The professional investor has no choice but to sit by quietly while the mob has its day, until enthusiasm or panic of the speculators and non-professionals has been spent. J. Paul Getty

Bubble
News 
August 28, 2017
John P. Hussman, Ph.D.
At the recent market high, the consensus of these measures was consistent with estimated S&P 500 total returns of zero over the coming 12-year period,

 with an interim market loss on the order of -60% over the completion of the present market cycle.

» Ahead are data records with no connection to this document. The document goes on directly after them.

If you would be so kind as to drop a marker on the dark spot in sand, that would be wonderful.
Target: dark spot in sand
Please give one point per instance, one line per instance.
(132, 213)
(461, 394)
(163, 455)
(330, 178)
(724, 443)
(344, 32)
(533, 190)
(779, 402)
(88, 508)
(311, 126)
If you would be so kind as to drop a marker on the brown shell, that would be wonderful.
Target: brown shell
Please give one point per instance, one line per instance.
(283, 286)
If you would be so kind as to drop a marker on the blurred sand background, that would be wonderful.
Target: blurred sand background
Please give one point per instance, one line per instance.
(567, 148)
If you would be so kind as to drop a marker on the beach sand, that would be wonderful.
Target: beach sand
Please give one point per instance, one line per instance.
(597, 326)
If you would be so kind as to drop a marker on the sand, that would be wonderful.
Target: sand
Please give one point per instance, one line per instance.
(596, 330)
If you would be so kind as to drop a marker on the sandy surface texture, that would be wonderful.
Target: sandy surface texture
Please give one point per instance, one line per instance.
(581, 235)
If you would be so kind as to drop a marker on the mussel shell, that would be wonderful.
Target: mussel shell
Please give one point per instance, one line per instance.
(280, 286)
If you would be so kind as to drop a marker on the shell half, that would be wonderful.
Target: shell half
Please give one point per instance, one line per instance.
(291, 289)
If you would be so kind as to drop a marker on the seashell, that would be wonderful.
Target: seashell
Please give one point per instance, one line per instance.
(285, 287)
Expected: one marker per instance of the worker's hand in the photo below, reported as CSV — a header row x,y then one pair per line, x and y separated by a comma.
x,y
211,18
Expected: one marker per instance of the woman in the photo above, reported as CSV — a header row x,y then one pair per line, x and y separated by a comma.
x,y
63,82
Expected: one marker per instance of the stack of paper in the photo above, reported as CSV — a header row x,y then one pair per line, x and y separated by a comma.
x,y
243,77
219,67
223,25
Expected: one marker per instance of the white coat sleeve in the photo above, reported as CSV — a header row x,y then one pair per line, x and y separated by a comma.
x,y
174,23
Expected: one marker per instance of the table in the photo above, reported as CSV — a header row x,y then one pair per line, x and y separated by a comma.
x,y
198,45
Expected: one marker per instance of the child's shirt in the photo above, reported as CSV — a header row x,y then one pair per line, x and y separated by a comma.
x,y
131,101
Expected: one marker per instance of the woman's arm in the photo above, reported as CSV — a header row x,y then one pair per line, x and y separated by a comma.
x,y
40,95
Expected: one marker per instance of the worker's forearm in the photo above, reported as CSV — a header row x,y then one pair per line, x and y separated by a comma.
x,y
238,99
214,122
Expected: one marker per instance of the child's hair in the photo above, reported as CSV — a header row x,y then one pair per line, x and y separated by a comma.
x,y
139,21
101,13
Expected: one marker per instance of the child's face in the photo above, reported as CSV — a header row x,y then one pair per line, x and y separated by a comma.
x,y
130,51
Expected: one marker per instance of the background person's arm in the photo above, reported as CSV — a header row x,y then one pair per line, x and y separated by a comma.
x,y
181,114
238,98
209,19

It’s also worth remembering that when interest rates are low because growth is also low, no valuation premium is “justified” at all.
In short, the belief that Fed-induced speculation creates “wealth” is a conceit that rests on the delusion that “wealth” is embodied in the price of an asset, rather than the stream of cash flows it delivers over time. It is a dogmatic misconception of self-congratulatory central bankers that even the deepest economic downturn since the Great Depression was incapable of shaking. This lesson will be reiterated again, and again, until investors learn it, and until Congress properly restrains the Fed's wildly activist abandonment of systematic policy rules (remember also that the global financial crisis was the result, not the origin, of the Fed's activism). At present, we observe the combination of offensive overvaluation, the most extreme “overvalued, overbought, overbullish” syndromes we identify, and importantly, continued deterioration in market internals. In my estimation, and from any extensive evaluation of financial history, the delay of negative consequences has not eliminated them, but has instead made the likely eventual outcomes worse.